This was the second part of the link
between the Primitivo and the Norte,
and was probably our best day on the
whole Camino!
Sue strapped up her knee and took some Ibuprofen,
and we set off in the early light not knowing if
we would have to give up today.
Tha path led along a little river, past a modern
swimming pool complex and some sort of adventure
village still under construction and into the countryside.
We hadn't realised that Friol was such a modern place!
We started off on country paths and roads, passing an old mill.
There were few people, and we passed through villages deserted apart from dogs!
The green arrows were usually there, but sometimes hard to spot.
Then it got harder going, with churned up mud and even stepping stones across a river.
Then came an unusual encounter:
we were following a lady encouraging a herd of cows up the hill,
when she asked Sue if she was French. Sue said, no, Swiss, and
the lady's face lit up. She expained, in Bernese dialect,
that thirty years ago she (Ermita) had worked in Thun
hospital! ( Thun is the next big town to where we live).
She chatted for some time about how she had enjoyed life in Switzerland,
until our ways parted.
From there, we walked through eerily deserted forests,
discovering the bones of the hind leg of a deer on the way.
Angus joked that there must be bears in the woods.

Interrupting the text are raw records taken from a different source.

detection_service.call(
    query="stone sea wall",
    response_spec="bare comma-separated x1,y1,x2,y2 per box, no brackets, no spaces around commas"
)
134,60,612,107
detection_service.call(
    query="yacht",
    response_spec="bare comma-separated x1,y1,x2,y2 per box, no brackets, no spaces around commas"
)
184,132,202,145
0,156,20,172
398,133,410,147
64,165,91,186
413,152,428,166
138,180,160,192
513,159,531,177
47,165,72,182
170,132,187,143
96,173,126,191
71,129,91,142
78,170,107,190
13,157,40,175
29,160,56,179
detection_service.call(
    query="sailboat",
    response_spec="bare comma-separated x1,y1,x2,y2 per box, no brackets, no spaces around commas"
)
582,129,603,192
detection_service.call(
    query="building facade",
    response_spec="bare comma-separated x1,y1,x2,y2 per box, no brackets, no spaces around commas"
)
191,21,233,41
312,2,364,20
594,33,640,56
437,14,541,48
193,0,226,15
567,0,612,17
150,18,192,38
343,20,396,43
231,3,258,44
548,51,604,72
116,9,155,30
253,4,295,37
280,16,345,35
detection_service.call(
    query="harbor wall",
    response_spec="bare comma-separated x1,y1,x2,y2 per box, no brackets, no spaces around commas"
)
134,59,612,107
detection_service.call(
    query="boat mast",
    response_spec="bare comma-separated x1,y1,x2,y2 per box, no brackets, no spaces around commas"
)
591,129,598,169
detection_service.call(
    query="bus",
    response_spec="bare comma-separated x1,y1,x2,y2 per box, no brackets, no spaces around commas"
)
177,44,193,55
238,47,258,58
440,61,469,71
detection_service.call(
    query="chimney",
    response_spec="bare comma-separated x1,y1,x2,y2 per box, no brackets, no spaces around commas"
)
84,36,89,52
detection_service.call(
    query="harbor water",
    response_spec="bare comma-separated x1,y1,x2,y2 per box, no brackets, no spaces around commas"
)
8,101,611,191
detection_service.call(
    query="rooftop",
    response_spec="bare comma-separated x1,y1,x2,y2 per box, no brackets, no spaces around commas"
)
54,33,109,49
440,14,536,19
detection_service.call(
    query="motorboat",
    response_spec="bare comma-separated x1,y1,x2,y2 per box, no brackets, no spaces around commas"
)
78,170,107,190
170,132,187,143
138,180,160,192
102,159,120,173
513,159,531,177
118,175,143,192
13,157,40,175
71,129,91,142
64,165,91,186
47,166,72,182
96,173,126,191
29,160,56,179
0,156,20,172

Later that evening, another pilgrim regaled us with his story of meeting a wolf
in those same woods!
Eventually we joined the Camino Norte for a section of road with a well-made,
separate pilgrim path, and started to meet other pilgrims again-
We stopped for coffee and snack and chatted to a few of them over a snack.
From there it was past the lake full of frogs to the monastery.

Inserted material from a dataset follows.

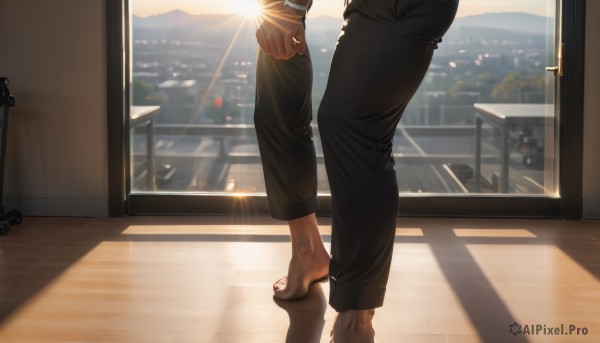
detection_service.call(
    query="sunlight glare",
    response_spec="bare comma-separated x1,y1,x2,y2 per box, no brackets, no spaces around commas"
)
238,0,263,19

There we had to queue to register with a receptionist who muttered
that this was a monastery and if people didn't like
the pace of life here, they should find a different hostel!
Then Brother Lawrence, a well-educated Englishman, with an unusual attitude to being a monk,
and who was enjoyable to chat to, showed us to our dormitory.
We had a look around, then ate at the long table in the kitchen with
a talkative Australian and two quiet Dutch.
We went to bed early, although Angus saw the cloisters by moonlight because he had to
go to the toilet in the middle of the night.